Please use the comments to demonstrate your own ignorance, unfamiliarity with empirical data, ability to repeat discredited memes, and lack of respect for scientific knowledge. Also, be sure to create straw men and argue against things I have neither said nor even implied. Any irrelevancies you can mention will also be appreciated. Lastly, kindly forgo all civility in your discourse . . . you are, after all, anonymous.

10 Responses to “Tracking Bank Failures”

  1. rip Says:

    Interesting that bank failures do not correspond more closely to areas with real estate problems (Las Vegas, …). Seems they cluster more along state lines, suggesting poor regulatory oversight, banking laws or other factors.

    Would be interesting to dig into bank ownership: criminal organizations, disreputable firms intent on milking fraudulent situations.

    Knew an S&L once in IL that made an effort to go “public”. Clearly an attempt to max the value for a few insiders: pump, dump and run. And when too many of the depositors signed up for stock, they canceled the deal.

    I also suspect that, based on my limited knowledge, CRE and commercial loans may be more of a factor than RRE.

  2. Freddy Hutter - TrendLines Research Says:

    I always look to bright side of statistics. Two years ago Nouriel Roubini forecast “1400 banks will go bust in 2009″. By exaggerating how much realty prices would plunge (40% vs the actual 28%) and here potential bank failures, he and other McBears guarantee themselves frequent appearances on CNBC, MSNBC, CNN & Bloomberg to create controversy and volatility … the ingredients desired by the media to bump those ratings. It’s just another phase of tabloid-style journalism that continues to become more pervasive.

  3. Freddy Hutter - TrendLines Research Says:

    So what i forgot to say above is: I’m glad he and most McBears have been so very wrong in their musings…

  4. formerlawyer Says:

    Interestingly, the cost of bank failures and the rate of bank failures all appear to be in decline:

    http://www.longspliceinvest.com/econCharts.shtml#Closures

    As to the regional location, to the best of my recollection – the collateralization of mortgages resulted in instruments that would/could throw off higher rates of return and the artificially low Fed Rate made the competition for return on investment even more frantic. Coupled with local originated holder held mortgages having a lower return it is perhaps understandable that some banks in the beyond would jump on the collateralized mortgages.
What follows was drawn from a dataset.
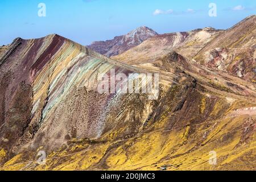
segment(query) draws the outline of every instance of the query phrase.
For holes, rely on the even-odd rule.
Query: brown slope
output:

    More significantly, what is the difference between say Maine and say Nebraska? Is it better regulation? Probably but I don’t know for sure.

  5. Darmah Says:

    The site lets you play the data by several factors, one of which is “worst loan portfolio.” Viewing that way shows that CRE was the worst portfolio for most of these failures.

    This is one of the better “dancing bubbles” graphics I’ve seen. Well done.

  6. Thor Says:

    What happened to the ZH post? I thought it was pretty good!

  7. rktbrkr Says:

    The TBTF banks pretty much dominate the market in bad mortgage lending so the small enough to fail banks had to find other markets in which to fail.

    If CITI or BAC failed as they probably should have that would have been a bigger deal than if 10x these 291 banks failed. The US has a 2 track system for banking regulation if you’re big enough to lose an enormous amount of money the government gives you more money to lose, if you’re smaller then the government closes the bank and transfers their assets to the bigger worse managed banks.

  8. retrogrouch Says:

    What the hell is going on in Nebraska? Look at the dead branches concentration. Odd. Is there an interestign story there?

  9. johnborchers Says:

    Looks like retiree communities and farmers.

  10. bman Says:

    Montana, the place to be if you’re a bank it seems.